Buyers demand accuracy, disclosure and human oversight before trusting AI in property decisions
Australian homebuyers are less willing than counterparts in three other major markets to accept AI-generated property valuations, according to new research from data analytics firm Cotality.
The company's AI in Housing: 2026 study — which surveyed recent and prospective homebuyers across Australia, Canada, the United States, and the United Kingdom — found that just 40% of Australian buyers would accept an AI-automated valuation. That compares with 62% in Canada, 52% in the US, and 46% in the UK.
Aussies also showed a lower threshold for inaccuracies in property data. Globally, 33% of buyers said they had zero tolerance for errors in listing data, regardless of the source. In Australia, that figure rose to 42%.
"A single error in a listing, valuation or risk assessment can do real damage to trust," said Craig Dargusch (pictured right), chief data officer at Cotality. "Australian buyers are telling the industry that AI needs to be accurate, explainable and accountable before it becomes central to property decisions."
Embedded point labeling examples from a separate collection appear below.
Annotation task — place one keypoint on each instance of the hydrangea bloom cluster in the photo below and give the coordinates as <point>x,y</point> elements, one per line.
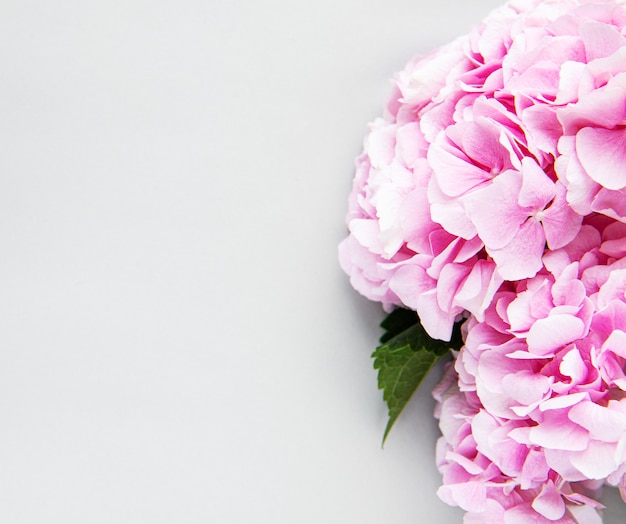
<point>494,190</point>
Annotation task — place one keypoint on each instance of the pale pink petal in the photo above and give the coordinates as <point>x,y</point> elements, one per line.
<point>551,333</point>
<point>602,152</point>
<point>560,222</point>
<point>549,502</point>
<point>537,189</point>
<point>603,424</point>
<point>558,432</point>
<point>597,461</point>
<point>495,212</point>
<point>521,258</point>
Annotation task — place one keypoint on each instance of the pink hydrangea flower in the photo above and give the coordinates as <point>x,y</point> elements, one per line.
<point>494,190</point>
<point>496,479</point>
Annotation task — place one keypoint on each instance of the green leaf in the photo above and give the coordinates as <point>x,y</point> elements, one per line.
<point>404,359</point>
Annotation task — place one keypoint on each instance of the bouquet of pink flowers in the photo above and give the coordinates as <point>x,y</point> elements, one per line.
<point>488,215</point>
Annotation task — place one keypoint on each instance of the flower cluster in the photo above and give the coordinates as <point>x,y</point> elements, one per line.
<point>494,190</point>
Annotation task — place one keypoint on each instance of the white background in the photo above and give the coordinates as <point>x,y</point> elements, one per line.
<point>177,342</point>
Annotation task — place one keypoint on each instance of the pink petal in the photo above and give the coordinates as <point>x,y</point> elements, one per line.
<point>494,210</point>
<point>537,189</point>
<point>604,424</point>
<point>551,333</point>
<point>602,152</point>
<point>558,432</point>
<point>597,461</point>
<point>549,502</point>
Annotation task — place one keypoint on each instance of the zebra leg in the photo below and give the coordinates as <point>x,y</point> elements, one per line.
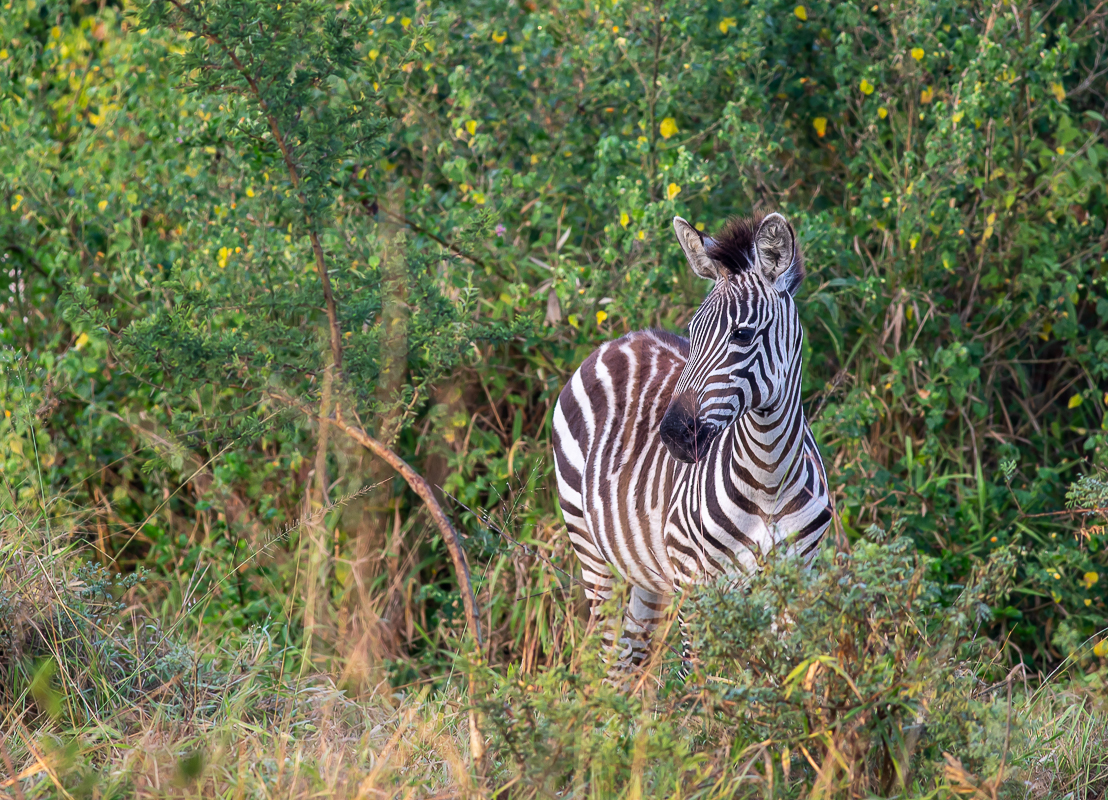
<point>645,612</point>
Despite their caution, Australian buyers are not opposed to the use of artificial intelligence. The report found that three in four buyers globally already assume AI plays some role in the home buying process, with 86% believing property websites use the technology.
However, 68% of buyers globally said they wanted clear notification when AI had generated a listing, price, or mortgage recommendation, and an equal proportion said they would manually verify AI-produced information before acting on it. Nearly half (44%) indicated they would pay an additional fee for a human expert to review AI-generated decisions.
"Australian buyers are not rejecting AI outright. They are setting a higher bar for where it can be trusted," said Dargusch. "When the decision involves someone's home, mortgage, or insurance premium, speed alone will not be enough. Buyers want accurate data, clear disclosure, and a human backstop when the stakes are high."
Commercial value tied to trust
Lisa Jennings (pictured right), chief commercial officer at Cotality, said industry confidence in AI would hinge on how transparently it is deployed.
"AI can help the property industry move faster and make better-informed decisions, but the commercial value will come from using it in a way people trust," Jennings said. "That means being clear about how a model has informed an outcome, backing it with reliable data, and making sure clients and consumers can still rely on human expertise when the decision carries real weight."
Cotality's report argues that the central question for the sector has shifted. Buyers no longer ask whether AI is present — they want to know how it is being used, what data it draws on, and whether outcomes can be challenged.
"The next stage of AI in property will be defined by trust," Dargusch said. "The companies that can show where the data comes from, how decisions are made, and who is accountable when something goes wrong will have the advantage.
"The Australian market has an opportunity to get this right early. AI can support faster and better-informed property decisions, but only if the industry builds confidence around the technology. For Australian buyers, trust is the product."